By Dustin Rowles | Streaming | June 19, 2019 |
By Dustin Rowles | Streaming | June 19, 2019 |
I have no illusions about the audience for whom Netflix’s Trinkets is designed, and it’s not the one who typically reads this site. It’s a teen drama based on a YA novel of the same name, written by Kirsten Smith. But I also understand that our typical reader — a female, 35-year-old liberal arts major — probably reads as much or more YA fiction as actual young adults (and I include myself among those who read a lot of YA lit).
However, given that the Netflix series is geared toward a teen audience, I want to give it some latitude, but even then, it’s disappointing series compared to other television shows marketed toward the same audience: MTV’s marvelous Awkward, Netflix’s The Society, the terrific Sex Education, The Runaways, or even problematic but entertaining shows like 13 Reasons Why or baffling but occasionally entertaining shows like Riverdale. The best that I can say for Trinkets is that it is inoffensively bland. The drama is low key, the writing is subpar, the acting is so-so, and the series itself just kind of exists.
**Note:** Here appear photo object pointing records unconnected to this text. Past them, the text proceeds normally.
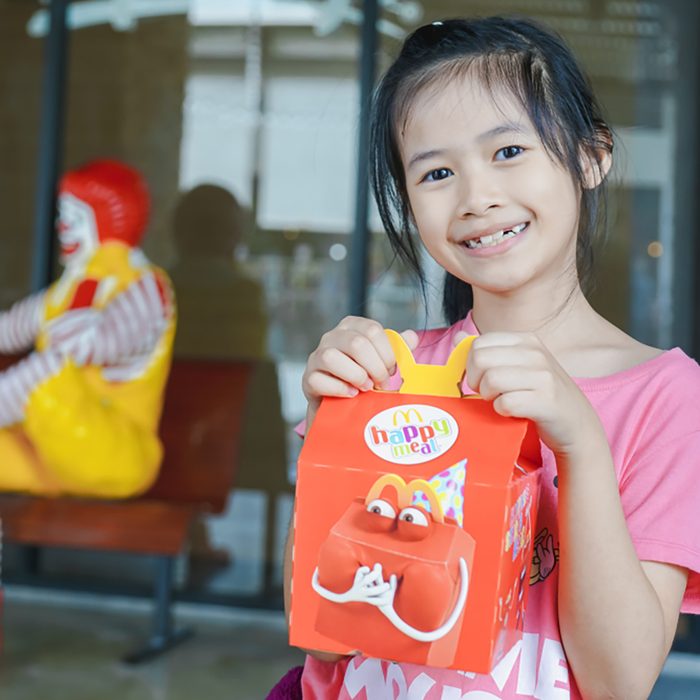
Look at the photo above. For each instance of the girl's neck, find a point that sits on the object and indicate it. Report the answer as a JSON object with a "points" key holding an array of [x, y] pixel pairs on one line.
{"points": [[560, 320]]}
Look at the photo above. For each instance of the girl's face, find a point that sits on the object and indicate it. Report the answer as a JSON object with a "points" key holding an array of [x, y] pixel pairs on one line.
{"points": [[490, 204]]}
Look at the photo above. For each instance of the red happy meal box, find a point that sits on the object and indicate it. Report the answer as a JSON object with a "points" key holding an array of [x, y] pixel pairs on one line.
{"points": [[414, 520]]}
It’s not bad, but it’s not good, either. Even granting considerable latitude to the series, it is at best passably entertaining.
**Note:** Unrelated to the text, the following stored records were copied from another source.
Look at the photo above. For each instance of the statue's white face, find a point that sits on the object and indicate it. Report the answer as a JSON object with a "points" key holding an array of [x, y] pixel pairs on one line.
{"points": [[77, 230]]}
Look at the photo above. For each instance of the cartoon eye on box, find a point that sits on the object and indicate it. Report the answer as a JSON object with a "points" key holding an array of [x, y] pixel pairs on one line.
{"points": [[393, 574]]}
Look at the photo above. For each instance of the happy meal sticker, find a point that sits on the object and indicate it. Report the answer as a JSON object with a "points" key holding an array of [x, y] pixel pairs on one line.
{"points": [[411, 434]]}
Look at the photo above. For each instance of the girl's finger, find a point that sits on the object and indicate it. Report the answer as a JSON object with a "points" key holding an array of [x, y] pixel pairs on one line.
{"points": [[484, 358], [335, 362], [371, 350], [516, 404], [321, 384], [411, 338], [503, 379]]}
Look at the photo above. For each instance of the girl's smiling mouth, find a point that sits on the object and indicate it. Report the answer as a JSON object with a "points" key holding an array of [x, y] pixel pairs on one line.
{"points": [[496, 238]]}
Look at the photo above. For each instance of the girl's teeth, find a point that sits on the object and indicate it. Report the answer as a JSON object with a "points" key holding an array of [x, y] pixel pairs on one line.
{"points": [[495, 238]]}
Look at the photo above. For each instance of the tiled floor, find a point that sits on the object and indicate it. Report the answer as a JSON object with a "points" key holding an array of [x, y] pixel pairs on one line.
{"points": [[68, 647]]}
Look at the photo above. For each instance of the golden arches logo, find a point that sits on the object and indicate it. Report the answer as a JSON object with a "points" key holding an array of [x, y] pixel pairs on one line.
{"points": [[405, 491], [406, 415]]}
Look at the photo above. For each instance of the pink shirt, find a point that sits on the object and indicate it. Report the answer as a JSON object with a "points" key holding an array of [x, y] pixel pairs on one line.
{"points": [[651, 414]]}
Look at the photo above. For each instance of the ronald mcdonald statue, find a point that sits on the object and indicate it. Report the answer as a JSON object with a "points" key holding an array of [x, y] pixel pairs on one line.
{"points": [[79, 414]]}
It does have an interesting cast, however. It’s a mix of familiar faces that look unfamiliar out of context, like the lead Brianna Hildebrand, who plays Elodie Davis. She’s a mousy wallflower who just moved in with her estranged Dad and his wife and son, after her mother died in a DWI accident. She’s not adjusting well to her new school, in part because she misses her girlfriend at her old school, and she takes advantage of the fact that no one ever notices her by shoplifting. It’s a far less showy role that the one Hildebrand is best known for, Negasonic Teenage Warhead in the Deadpool movies.
After she gets caught shoplifting, her Dad (character actor Larry Sullivan from Big Little Lies) enrolls her in a shoplifting anonymous meeting, where forges an unlikely friendship with two of her classmates: Moe (Kiana Madeira), the smart girl who hides it beneath her tough talk and leather jacket (think Tori from Saved by the Bell), and Tabitha (Quintessa Swindell), the popular girl who has an abusive boyfriend played by Brandon Butler (who also plays a bully in 13 Reasons Why). Over the course of the series, these three women — who seemingly have nothing in common except for an addiction to shoplifting — become best friends, as they deal with their own issues at school and at home, including survivor’s guilt, abandonment, abuse, and divorce (in fact, Tabitha’s mom is played by Joy Bryant from Parenthood, although she is mostly wasted here).
The production values are low rent, the storylines all feel stitched together, and even when the women are dealing with heavier issues in their lives, there’s very little intensity or any sense of urgency. Trinkets can best be described as occasionally cute, but mostly muted and sleepy, as though the first draft of a read through were filmed and turned into a series. It lacks something, but it is not even defined enough to know what it is lacking.